Sport | Motorsport
28.05.2017

Zwei Rennen, zwei Spektakel, ein Tag

Während sich Fernando Alonso in das Abenteuer Indy 500 stürzt, starten seine Kollegen in Monaco.

Wie vergleicht man zwei Rennen, die als unvergleichbar gelten? Am besten mit Fakten. Einer, der die beiden Rennen spätestens am Sonntagabend auch emotional vergleichen wird können, ist Fernando Alonso. Wenn sich der Sieger beim Grand Prix von Monaco nach 78 Runden die Trophäe abholt, hat Fernando Alonso noch 200 Runden vor sich (Start: 18.00 MESZ).

Der Spanier verzichtet auf das Rennen in Monaco und startet für McLaren beim 500-Meilen-Klassiker in Indianapolis vor 400.000 Zuschauern, einem Spektakel, vergleichbar nur mit dem Super Bowl. Als starker Fünfter qualifizierte sich der Rookie für die zweite Startreihe. Alonsos Reaktion war bezeichnend: "Ich bin nicht zufrieden", sagte der 35-Jährige. "Wenn der Turbolader keine Probleme gemacht hätte, wäre ich Erster gewesen."

Gefährliche Mission

Am Sonntag lässt der ehrgeizige Spanier also den prestigereichsten Grand Prix des Jahres aus, in Monaco hat er schon zwei Mal gewonnen. Nun will er beim gefährlichsten Autorennen der Welt zuschlagen, wo statt Auslaufzonen Betonwände stehen. Seine Mission, ein ehrgeiziges Projekt, die Krone des Motorsports: ein Sieg beim Formel-1-Rennen in Monaco, ein Sieg bei den 24 Stunden von Le Mans und eben ein Sieg beim Kultrennen in den USA. Dieses Triple ist bislang nur Graham Hill gelungen.

Das Indy 500 ist mehr als nur stur im Kreis zu fahren. "Das sagen viele Europäer, weil sie keine Ahnung haben", sagt Juan Pablo Montoya. Der Kolumbianer gewann 2000 als Debütant das 500-Meilen-Rennen und danach sieben Grands Prix in der Formel 1. Heuer tritt der mittlerweile 41-Jährige wieder in Indianapolis an.

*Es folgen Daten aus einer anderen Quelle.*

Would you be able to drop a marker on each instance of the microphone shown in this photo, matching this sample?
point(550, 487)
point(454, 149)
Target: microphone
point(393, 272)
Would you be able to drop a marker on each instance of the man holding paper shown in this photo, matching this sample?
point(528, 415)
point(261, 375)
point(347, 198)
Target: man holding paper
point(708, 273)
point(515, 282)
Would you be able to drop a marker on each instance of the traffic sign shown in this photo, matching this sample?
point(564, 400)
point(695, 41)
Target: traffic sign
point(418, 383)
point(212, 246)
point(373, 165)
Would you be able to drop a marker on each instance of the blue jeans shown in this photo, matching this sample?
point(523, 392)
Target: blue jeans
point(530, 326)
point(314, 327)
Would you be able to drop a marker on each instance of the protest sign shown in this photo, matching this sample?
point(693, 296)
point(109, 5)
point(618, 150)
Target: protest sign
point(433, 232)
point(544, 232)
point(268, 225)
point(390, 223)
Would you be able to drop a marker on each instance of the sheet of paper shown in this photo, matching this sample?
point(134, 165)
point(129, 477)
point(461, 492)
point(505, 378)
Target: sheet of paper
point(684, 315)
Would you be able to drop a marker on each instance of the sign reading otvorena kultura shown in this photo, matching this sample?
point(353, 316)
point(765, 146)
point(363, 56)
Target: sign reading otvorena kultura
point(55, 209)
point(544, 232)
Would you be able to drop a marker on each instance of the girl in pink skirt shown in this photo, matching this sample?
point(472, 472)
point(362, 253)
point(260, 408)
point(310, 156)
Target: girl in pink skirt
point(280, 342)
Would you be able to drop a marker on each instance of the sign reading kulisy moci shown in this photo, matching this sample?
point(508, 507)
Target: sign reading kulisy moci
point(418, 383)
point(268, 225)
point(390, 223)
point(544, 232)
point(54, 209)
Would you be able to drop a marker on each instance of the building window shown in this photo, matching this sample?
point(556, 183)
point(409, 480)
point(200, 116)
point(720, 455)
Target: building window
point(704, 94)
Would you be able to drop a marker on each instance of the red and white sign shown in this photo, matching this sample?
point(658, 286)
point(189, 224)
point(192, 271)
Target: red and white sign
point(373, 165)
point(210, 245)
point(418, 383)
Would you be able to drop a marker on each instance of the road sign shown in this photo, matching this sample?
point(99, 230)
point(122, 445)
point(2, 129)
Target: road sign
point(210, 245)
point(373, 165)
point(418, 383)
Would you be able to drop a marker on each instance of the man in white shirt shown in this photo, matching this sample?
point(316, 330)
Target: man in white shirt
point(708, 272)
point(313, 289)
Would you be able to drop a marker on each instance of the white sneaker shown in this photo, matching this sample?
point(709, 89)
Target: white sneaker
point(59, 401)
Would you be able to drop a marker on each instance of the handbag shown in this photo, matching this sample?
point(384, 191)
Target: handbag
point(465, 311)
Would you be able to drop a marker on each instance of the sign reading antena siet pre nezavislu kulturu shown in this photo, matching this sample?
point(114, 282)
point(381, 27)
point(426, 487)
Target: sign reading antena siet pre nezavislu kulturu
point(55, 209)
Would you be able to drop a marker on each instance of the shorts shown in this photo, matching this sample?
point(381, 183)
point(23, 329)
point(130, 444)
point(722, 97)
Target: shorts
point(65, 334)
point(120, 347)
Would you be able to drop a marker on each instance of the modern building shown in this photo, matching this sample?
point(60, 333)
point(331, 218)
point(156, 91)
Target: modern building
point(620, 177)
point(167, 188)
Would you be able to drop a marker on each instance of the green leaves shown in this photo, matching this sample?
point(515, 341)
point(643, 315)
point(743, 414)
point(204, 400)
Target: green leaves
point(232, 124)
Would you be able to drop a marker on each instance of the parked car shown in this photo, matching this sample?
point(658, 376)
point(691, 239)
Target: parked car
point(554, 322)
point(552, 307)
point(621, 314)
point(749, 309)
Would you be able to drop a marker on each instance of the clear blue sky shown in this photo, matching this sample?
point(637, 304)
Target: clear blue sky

Der US-Amerikaner Gene Haas, Gründer von Haas F1, erzählt in Monaco: "Die meisten Formel-1-Fahrer könnten mit dem minimalen Grip beim Indy 500 nicht umgehen. Ein Fahrer hat mir einmal erzählt, dass die Räder ständig durchdrehen. Es ist wie Fahren auf Eis. Jeder will jetzt wissen, wie sich Alonso unter diesen Umständen schlägt."

Sieger Alonso

Einen Sieg hat Alonso schon im Vorfeld errungen. Dass sich ein aktueller Formel-1-Pilot in das Mammutrennen traut, sorgte für Rummel auf beiden Seiten des Atlantiks. Seine Teilnahme habe die Aufmerksamkeit auf das Rennen in Europa um 800 Prozent erhöht, sagt Alonso und verweist auf Social Media. "Die Formel 1 braucht Nordamerika und umgekehrt ist es genau so. Das ist eine Win-Win-Situation."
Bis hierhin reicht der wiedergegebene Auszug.